The Problem: Free VPNs as Attack Vectors
The 911 S5 Botnet (Dismantled May 2024)
The FBI dismantled what they called "likely the world's largest botnet ever":
- Scale: 19 million unique IP addresses across 190+ countries (613,841 in the US alone)
- Operation period: 2014–2022, resurfaced as "CloudRouter"
- Revenue: Operators earned approximately $99 million
- Victim losses: Billions of dollars, including $5.9 billion in fraudulent unemployment claims
How it worked:
- Users downloaded "free VPN" apps: MaskVPN, DewVPN, PaladinVPN, ProxyGate, ShieldVPN, ShineVPN
- The apps functioned as advertised (providing VPN service)

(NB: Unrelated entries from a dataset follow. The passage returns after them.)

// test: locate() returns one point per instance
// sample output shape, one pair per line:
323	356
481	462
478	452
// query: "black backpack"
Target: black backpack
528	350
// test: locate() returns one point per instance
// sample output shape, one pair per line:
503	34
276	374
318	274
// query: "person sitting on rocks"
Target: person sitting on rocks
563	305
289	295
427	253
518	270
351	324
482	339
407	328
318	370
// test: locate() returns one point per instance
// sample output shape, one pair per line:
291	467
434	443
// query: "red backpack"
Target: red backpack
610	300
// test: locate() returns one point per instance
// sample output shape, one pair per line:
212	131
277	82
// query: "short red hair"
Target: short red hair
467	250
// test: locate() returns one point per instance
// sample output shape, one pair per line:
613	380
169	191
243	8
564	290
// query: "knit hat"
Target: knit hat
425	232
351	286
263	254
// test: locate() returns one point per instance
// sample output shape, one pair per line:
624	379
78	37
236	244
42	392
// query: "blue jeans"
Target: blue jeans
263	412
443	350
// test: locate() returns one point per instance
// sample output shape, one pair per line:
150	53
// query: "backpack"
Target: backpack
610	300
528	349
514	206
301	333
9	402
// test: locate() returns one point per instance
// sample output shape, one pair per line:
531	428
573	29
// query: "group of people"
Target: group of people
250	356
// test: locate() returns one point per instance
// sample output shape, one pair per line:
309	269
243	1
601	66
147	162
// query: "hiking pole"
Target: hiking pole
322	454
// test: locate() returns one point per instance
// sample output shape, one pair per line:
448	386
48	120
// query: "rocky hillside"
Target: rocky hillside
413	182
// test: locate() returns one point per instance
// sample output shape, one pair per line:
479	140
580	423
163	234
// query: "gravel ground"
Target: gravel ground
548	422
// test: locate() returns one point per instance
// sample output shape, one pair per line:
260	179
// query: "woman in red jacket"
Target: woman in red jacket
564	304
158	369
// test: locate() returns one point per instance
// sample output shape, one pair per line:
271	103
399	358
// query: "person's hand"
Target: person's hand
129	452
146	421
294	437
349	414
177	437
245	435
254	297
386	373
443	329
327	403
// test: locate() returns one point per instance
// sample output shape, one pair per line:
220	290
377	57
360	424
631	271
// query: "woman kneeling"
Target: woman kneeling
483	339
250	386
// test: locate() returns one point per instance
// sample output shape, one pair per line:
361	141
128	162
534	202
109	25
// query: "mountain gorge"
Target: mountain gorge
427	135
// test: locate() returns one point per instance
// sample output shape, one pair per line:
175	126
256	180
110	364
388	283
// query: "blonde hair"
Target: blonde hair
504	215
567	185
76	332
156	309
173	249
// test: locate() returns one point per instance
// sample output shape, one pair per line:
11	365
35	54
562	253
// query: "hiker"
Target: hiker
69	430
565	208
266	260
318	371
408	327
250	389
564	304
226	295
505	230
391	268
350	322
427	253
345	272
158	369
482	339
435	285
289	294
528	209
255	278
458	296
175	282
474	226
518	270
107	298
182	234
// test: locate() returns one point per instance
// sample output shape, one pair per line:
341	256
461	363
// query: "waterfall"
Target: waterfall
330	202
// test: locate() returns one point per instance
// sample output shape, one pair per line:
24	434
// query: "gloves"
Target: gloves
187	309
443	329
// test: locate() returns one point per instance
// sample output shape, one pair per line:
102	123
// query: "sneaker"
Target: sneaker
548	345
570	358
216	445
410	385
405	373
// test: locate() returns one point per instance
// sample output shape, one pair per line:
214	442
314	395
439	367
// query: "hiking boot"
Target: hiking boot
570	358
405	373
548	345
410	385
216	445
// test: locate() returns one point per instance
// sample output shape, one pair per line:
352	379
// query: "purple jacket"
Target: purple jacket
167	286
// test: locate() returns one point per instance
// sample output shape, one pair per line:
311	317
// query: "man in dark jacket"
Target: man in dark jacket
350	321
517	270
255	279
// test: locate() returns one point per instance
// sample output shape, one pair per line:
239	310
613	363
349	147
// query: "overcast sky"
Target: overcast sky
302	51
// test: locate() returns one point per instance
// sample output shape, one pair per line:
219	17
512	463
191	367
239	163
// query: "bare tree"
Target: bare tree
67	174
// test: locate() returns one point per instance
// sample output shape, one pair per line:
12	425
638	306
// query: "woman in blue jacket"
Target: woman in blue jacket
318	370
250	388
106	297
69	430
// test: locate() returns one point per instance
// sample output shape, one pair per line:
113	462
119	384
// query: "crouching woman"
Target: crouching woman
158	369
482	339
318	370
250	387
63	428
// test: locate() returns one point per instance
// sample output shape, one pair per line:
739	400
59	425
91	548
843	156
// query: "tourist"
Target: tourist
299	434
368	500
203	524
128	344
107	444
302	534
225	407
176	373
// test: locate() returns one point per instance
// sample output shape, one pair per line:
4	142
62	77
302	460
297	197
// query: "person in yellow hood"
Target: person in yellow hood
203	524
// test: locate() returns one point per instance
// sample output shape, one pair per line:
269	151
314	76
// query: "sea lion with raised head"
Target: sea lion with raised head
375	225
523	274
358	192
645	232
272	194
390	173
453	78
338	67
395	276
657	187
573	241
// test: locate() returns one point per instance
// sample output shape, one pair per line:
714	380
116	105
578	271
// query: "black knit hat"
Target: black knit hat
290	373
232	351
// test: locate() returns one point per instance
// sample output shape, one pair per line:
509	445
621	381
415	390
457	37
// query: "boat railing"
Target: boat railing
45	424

- Secretly, users' devices became proxy nodes in a criminal network
- Cybercriminals paid to route traffic through victims' home IP addresses
- Crimes committed appeared to originate from victims' homes
YunHe Wang, a 35-year-old Chinese national, was arrested in Singapore and faces up to 65 years in prison.
Sources:
Ongoing Threats in 2025
The problem hasn't gone away:
- Aisuru botnet (November 2025): Shifted from DDoS attacks to residential proxy services, infecting IoT devices
- Malicious Chrome extensions: A dangerous free VPN extension returned to Chrome Store with 31K+ installs after previous removal
- Mobile app risks: 88% of top 100 free Android VPNs leak user data; 39% predicted to contain malware by end of 2025
- Google Play infections: 18+ malicious VPN apps discovered using ProxyLib and LumiApps SDK to turn devices into proxies
Sources:
- Krebs on Security - Aisuru Botnet
- TechRadar - Malicious VPN Extension
- Zimperium - Mobile VPN Dangers
Why Free VPNs Are Dangerous
The Business Model Problem
Running a VPN service is expensive:
- Global server infrastructure
- Bandwidth costs for encrypted traffic
- Development and maintenance
If you're not paying, you're the product. Free VPNs monetize through:
- Selling your bandwidth - Your device becomes a proxy exit node
- Logging and selling data - Browsing history, personal information sold to advertisers
- Injecting ads - Inserting advertisements into your browsing
- Installing malware - Bundling spyware, cryptominers, or botnet agents
Specific Risks
| Risk | Description |
|---|---|
| Botnet enrollment | Device becomes part of criminal proxy network |
| Data logging | Activity tracked and sold despite "no-log" claims |
| IP/DNS leaks | 88% of free VPNs leak data that should be protected |
| Malware | 20% flagged as malware by antivirus scanners |
| Legal liability | Crimes routed through your IP appear to be yours |
| Browser hijacking | Search results altered, redirected to malicious sites |
How Tailscale Is Different
Fundamental Architecture Differences
| Aspect | Traditional/Free VPN | Tailscale |
|---|---|---|
| Model | Hub-and-spoke (all traffic through central server) | Peer-to-peer mesh network |
| Traffic routing | Provider sees all traffic | Direct device-to-device; Tailscale cannot see traffic |
| Business model | Often monetizes user data | Paid tiers; enterprise focus |
| Purpose | Route all internet traffic through provider | Connect YOUR devices to each other |
| Keys | Provider manages/may access keys | Private keys never leave your devices |
Tailscale Technical Architecture
Built on WireGuard: Tailscale uses WireGuard, a modern, audited encryption protocol with a minimal attack surface (~4,000 lines of code vs. 100,000+ for OpenVPN).
Key Management:
- Each device generates its own public/private key pair
- Private keys NEVER leave the device
- Tailscale's coordination server only sees public keys
- Even Tailscale cannot decrypt your traffic
Coordination Server (login.tailscale.com):
- Acts as a "public key dropbox"
- Facilitates device discovery and NAT traversal
- Does NOT route your traffic
- Cannot inspect your communications
Direct Connections:
- Devices connect directly to each other when possible
- DERP relay servers used only when direct connection fails
- Relay traffic is still end-to-end encrypted (Tailscale can't read it)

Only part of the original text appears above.